Первым пришел Калиакс, вождь Стоящих Лошадей. Он был тяжело ранен в руку, бледен, но сразу согласился выступить под начальством Киния. Варо, вождь Травяных Кошек, выглядел лучше — говорил быстро, им все еще владел демон битвы; он красноречиво рассказал, как саки весь день устраивали засады за бродом, как потрепали дозоры врага и обнаружили, что лагерь готовится к выступлению.
Киний старался сохранять терпение, но сердцем был с ольвийцами, которые быстро шли вверх по реке. Может, уже сейчас они бьются. Правильно это или нет, но Кинию хотелось быть с ними. Он умеет оценивать местность, и ему повинуются все греки, даже Мемнон.
Он хотел снова увидеть Страянку. В последний раз.
Она под холмом. Конь домчит его мигом.
Но Киний повернулся к Варо и Калиаксу.
— К ночи у храма речного бога завяжется бой, — сказал он. — Для вас это час езды. Как скоро вы сможете там быть?
Калиакс согнул раненую руку.
— К заходу солнца, — сказал он.
Варо кивнул.
— Кое-кто из моих Кошек еще за бродом. Нам нужно пересесть на свежих лошадей и поесть. В лучшем случае — к заходу.
Киний мрачно кивнул. На большее он и не надеялся.
— Подходите с моего правого фланга, — сказал он.
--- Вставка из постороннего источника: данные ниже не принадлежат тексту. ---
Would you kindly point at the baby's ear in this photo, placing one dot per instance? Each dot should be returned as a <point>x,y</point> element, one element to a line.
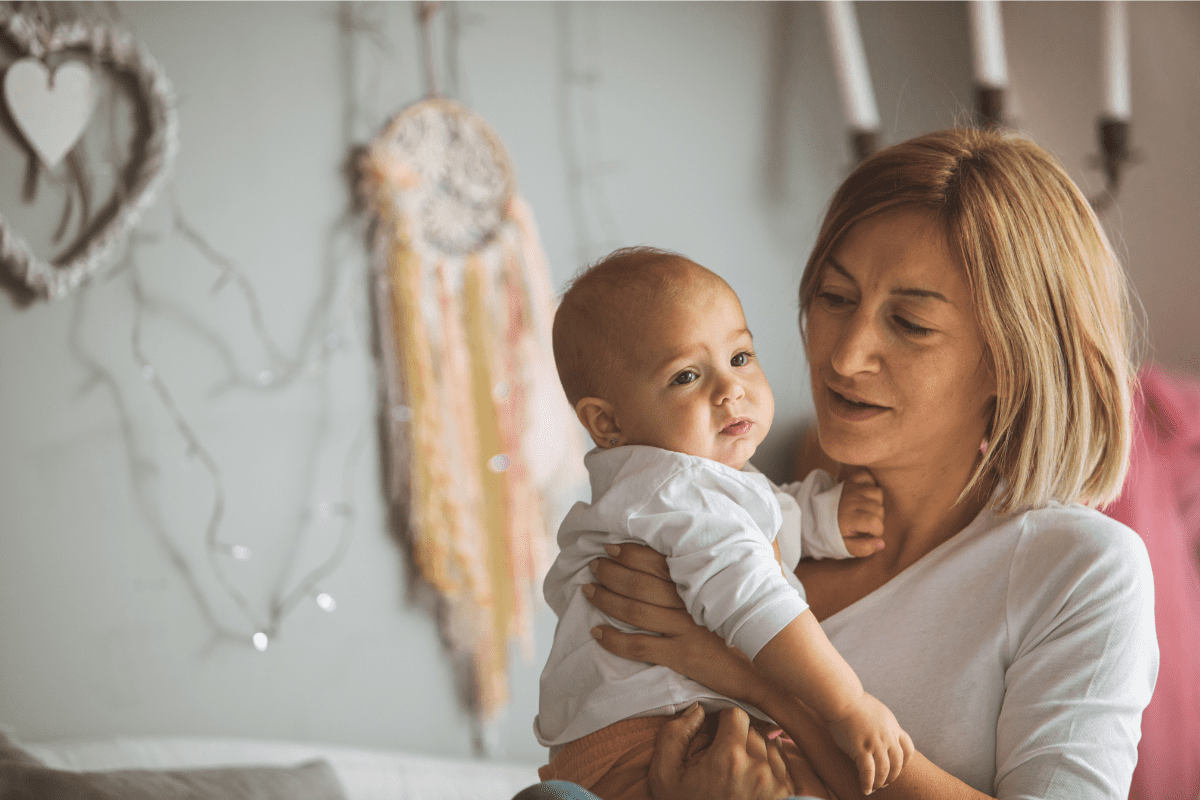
<point>600,419</point>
Ему приходилось искать слова; после минутного смятения и тревоги он слез с коня, подошел к костру, схватил обгоревшую ветку и, несмотря на протесты синдской женщины, принялся чертить на ткани, прикрывавшей котел. Ткань он положил себе на колено и натянул.
— Река, — сказал он. — Две линии под прямым углом, как дорога. — Брод и храм, — сказал он, и оба вождя кивнули. Он начертил прямоугольник. — Греки. — Потом такой же, пересекающий реку. — Македонцы.
Вожди опять кивнули. Обугленный конец ветки стерся. Киний сходил к костру и взял другую. Провел черту, потом широкую изогнутую стрелу.
— Вы идете с севера, — сказал он. — Поверните на восток, в сторону от реки, вдоль гряды.
Они снова кивнули.
— На закате, — повторил Варо.
— Ступайте. Да будет с вами милость богов, — сказал Киний.
Он видел, как развиваются события, предшествующие битве, весь их ход: их течение все уносило с собой, как река в рассказе царя. Кинию хотелось сесть на боевого коня и надеть панцирь; хотелось проверить, достаточно ли у рабов горячей еды для обоих союзников греков, хотелось увидеть Страянку.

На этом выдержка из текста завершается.